RN/8
Abgeordnete Sigrid Maurer, BA (Grüne): Sehr geehrter Herr Minister! Stellen Sie sich vor, Sie sind eine Mutter in der Steiermark, die eine Tochter hat, ein junges, aufgewecktes, kluges Mädchen, das sich nichts sehnlicher wünscht, als mit seinen Freundinnen und Freunden in die Schule zu gehen.
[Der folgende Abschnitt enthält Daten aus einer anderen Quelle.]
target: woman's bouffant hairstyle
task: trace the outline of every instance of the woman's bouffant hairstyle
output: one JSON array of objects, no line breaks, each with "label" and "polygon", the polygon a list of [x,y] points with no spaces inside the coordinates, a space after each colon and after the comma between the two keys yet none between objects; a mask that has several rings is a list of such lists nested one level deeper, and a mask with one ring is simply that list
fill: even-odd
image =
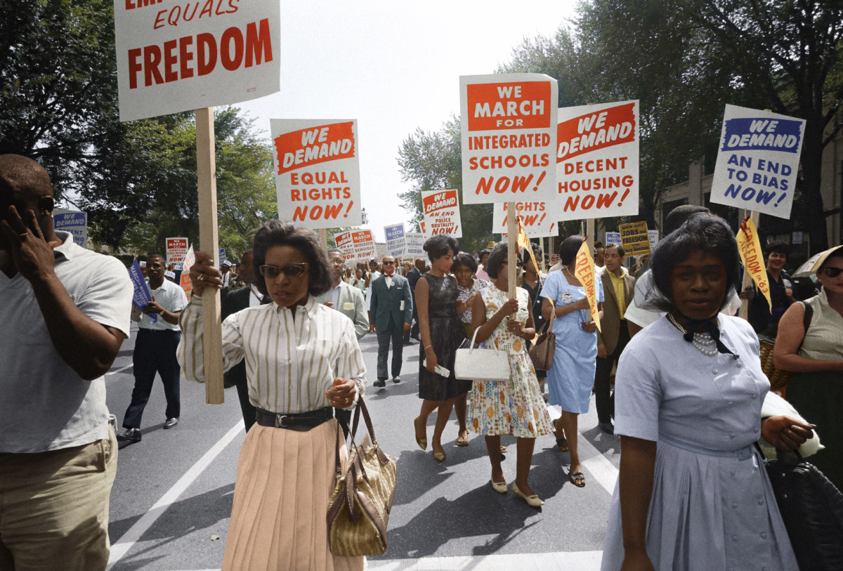
[{"label": "woman's bouffant hairstyle", "polygon": [[725,307],[729,298],[729,288],[734,287],[740,275],[740,255],[729,225],[713,214],[689,218],[678,230],[658,243],[650,256],[650,267],[656,286],[672,304],[670,276],[674,268],[696,252],[711,254],[723,263],[726,291],[723,292],[722,307]]},{"label": "woman's bouffant hairstyle", "polygon": [[[509,255],[509,248],[506,242],[498,242],[495,245],[495,248],[491,249],[491,253],[489,254],[489,259],[486,261],[486,273],[489,275],[489,277],[492,280],[497,279],[497,275],[501,272],[501,267],[503,263],[507,261],[507,257]],[[521,257],[518,256],[518,259]]]},{"label": "woman's bouffant hairstyle", "polygon": [[577,234],[569,236],[562,240],[562,243],[559,245],[559,261],[562,263],[562,265],[571,265],[577,258],[577,253],[579,252],[580,246],[583,245],[583,242],[585,242],[585,238]]},{"label": "woman's bouffant hairstyle", "polygon": [[451,268],[452,274],[457,270],[458,265],[465,266],[471,270],[472,274],[477,271],[477,260],[467,252],[460,252],[454,257],[454,266]]},{"label": "woman's bouffant hairstyle", "polygon": [[437,258],[447,256],[448,250],[453,250],[454,256],[459,253],[459,243],[457,239],[448,234],[437,234],[424,243],[424,251],[427,253],[427,258],[432,262]]},{"label": "woman's bouffant hairstyle", "polygon": [[290,246],[298,250],[307,263],[308,293],[321,296],[330,289],[330,270],[328,269],[328,258],[319,247],[319,237],[309,228],[295,228],[292,222],[271,220],[255,234],[255,286],[265,296],[266,281],[260,271],[266,263],[266,252],[272,246]]}]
Dieses Mädchen hat eine Behinderung, und es kommt an einem Tag die erschütternde Meldung, dass die Schulbehörde sagt: schulunfähig. – Für diese Familie, für dieses Kind bricht eine Welt zusammen.
Vor dem Hintergrund, dass in Oberösterreich neue Sonderschulen gebaut werden und wir einen bedenklichen Anstieg an schulunfähigen Kindern haben – vermutlich nicht aus medizinischen Gründen, sondern aus Platzmangel und Ressourcenmangel –, frage ich Sie am Tag der Kinderrechte, die auch für Kinder mit Behinderungen gelten müssen:
„Wie bewerten Sie die mit dem Ausbau der Sonderschulen sowie der steigenden Anzahl von Kindern, die als ,schulunfähig' eingestuft werden, einhergehende Rückwärtsbewegung bei der inklusiven Bildung?“
Präsident Dr. Walter Rosenkranz: Herr Minister.
Bundesminister für Bildung Christoph Wiederkehr, MA: Ich bin der Auffassung, dass alle Kinder gute Bildung genießen sollen und die besten Bildungschancen bekommen sollen, unabhängig nicht nur, wie vorhin erwähnt, von der Herkunft oder vom Einkommen der Eltern, sondern auch davon, ob Behinderungen oder auch chronische Erkrankungen vorliegen. Dementsprechend ist dieses gemeinsame Commitment und Verständnis auch im Koalitionsübereinkommen verankert, nämlich inklusive Bildung zu forcieren. Dementsprechend sehe ich den Bau von neuen Sonderschulen als kritisch und problematisch und auch als einen Bruch mit den Werten von UN-Konventionen, denen wir auch verpflichtet sind, nämlich dahin gehend, inklusive Bildung in Österreich zu ermöglichen und überall dort, wo es geht, inklusive Settings auszubauen.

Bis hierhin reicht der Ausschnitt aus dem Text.